The set of points of discontinuity of the function \( f(x) = x - [x], x \in \mathbb{R} \) is:

• A. \( \mathbb{Q} \)
• B. \( \mathbb{R} \)
• C. \( \mathbb{N} \)
• D. \( \mathbb{Z} \)

Hint:

To find discontinuities of a function involving the floor function, check points where \( [x] \) changes, typically at integers. Compare left and right limits to confirm jumps.

Answer 1

The Correct Option is D

Step 1: Define the function and understand \( [x] \).
The function is \( f(x) = x - [x] \), where \( [x] \) denotes the greatest integer less than or equal to \( x \) (the floor function). The fractional part of \( x \) is given by \( \{x\} = x - [x] \), so: \[ f(x) = \{x\}, \] which is the fractional part of \( x \), and \( 0 \leq \{x\}<1 \) for all \( x \in \mathbb{R} \).
Step 2: Identify points of discontinuity.
A function is discontinuous at a point where the limit does not equal the function value or the limit does not exist. For \( f(x) = \{x\} \):
At integer points \( x = n \) (where \( n \in \mathbb{Z} \)), \( [n] = n \), so \( f(n) = n - n = 0 \).
As \( x \) approaches \( n \) from the left (\( x \to n^- \)), \( [x] = n - 1 \), so \( f(x) = x - (n - 1) \to n - (n - 1) = 1 \).
As \( x \) approaches \( n \) from the right (\( x \to n^+ \)), \( [x] = n \), so \( f(x) = x - n \to 0 \).
The left-hand limit is 1, the right-hand limit is 0, and \( f(n) = 0 \), so the limit does not exist at \( x = n \), indicating a discontinuity.

Step 3: Check non-integer points.
For \( x \) not an integer (e.g., \( x = n + \delta \) where \( 0<\delta<1 \)):
\( [x] = n \), so \( f(x) = x - n \).
As \( x \to (n + \delta)^- \) and \( x \to (n + \delta)^+ \), \( [x] \) remains \( n \) (since \( \delta \) is fixed and small), and \( f(x) = x - n \) is continuous because \( [x] \) is constant in a small neighborhood excluding integers.
Thus, \( f(x) \) is continuous at non-integer points.

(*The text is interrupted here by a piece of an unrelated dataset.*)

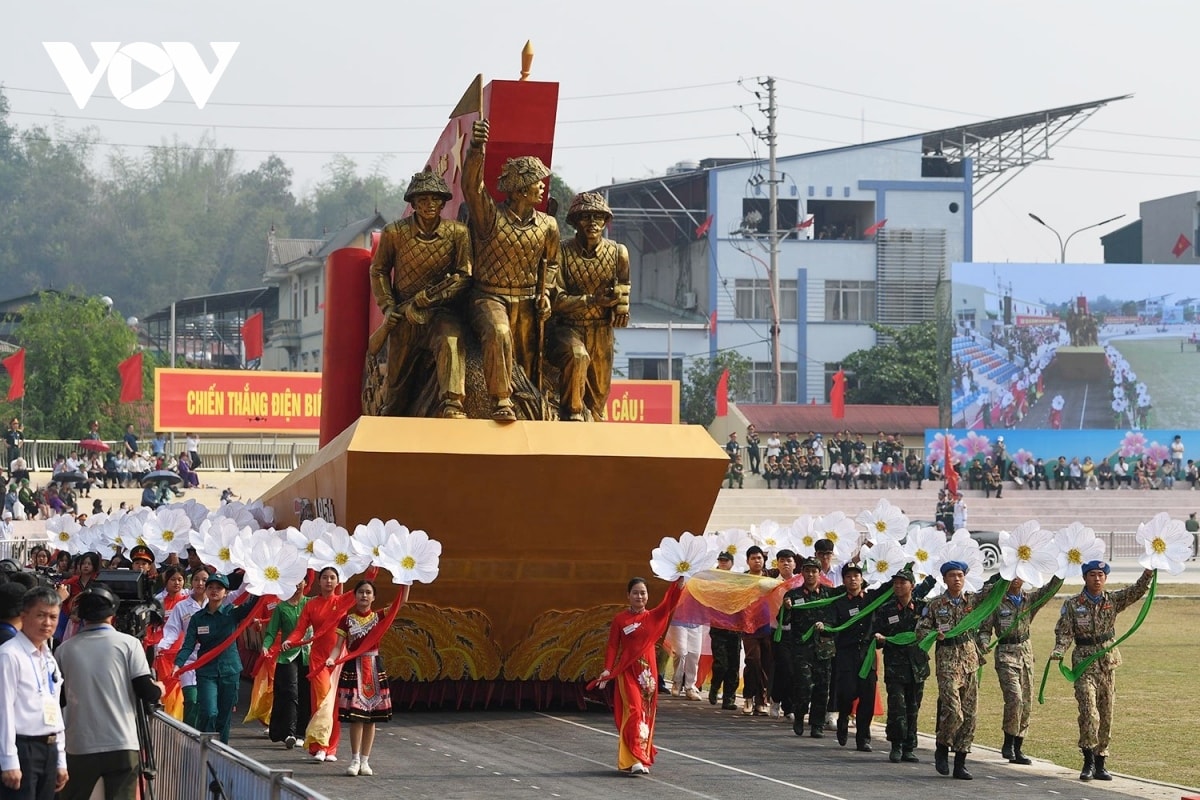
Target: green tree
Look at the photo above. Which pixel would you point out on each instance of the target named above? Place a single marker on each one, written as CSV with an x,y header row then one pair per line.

Step 4: Determine the set of discontinuities.
The discontinuities occur only at integer points \( x = n \) where \( n \in \mathbb{Z} \). Therefore, the set of points of discontinuity is \( \mathbb{Z} \).
Step 5: Verify against options.
% Option (A) \( \mathbb{Q} \): Rational numbers include non-integers where \( f(x) \) is continuous.
% Option (B) \( \mathbb{R} \): All real numbers include non-integers where \( f(x) \) is continuous.
% Option (C) \( \mathbb{N} \): Natural numbers are a subset of \( \mathbb{Z} \), but \( \mathbb{Z} \) includes all integers.
% Option (D) \( \mathbb{Z} \): Integers match the points of discontinuity.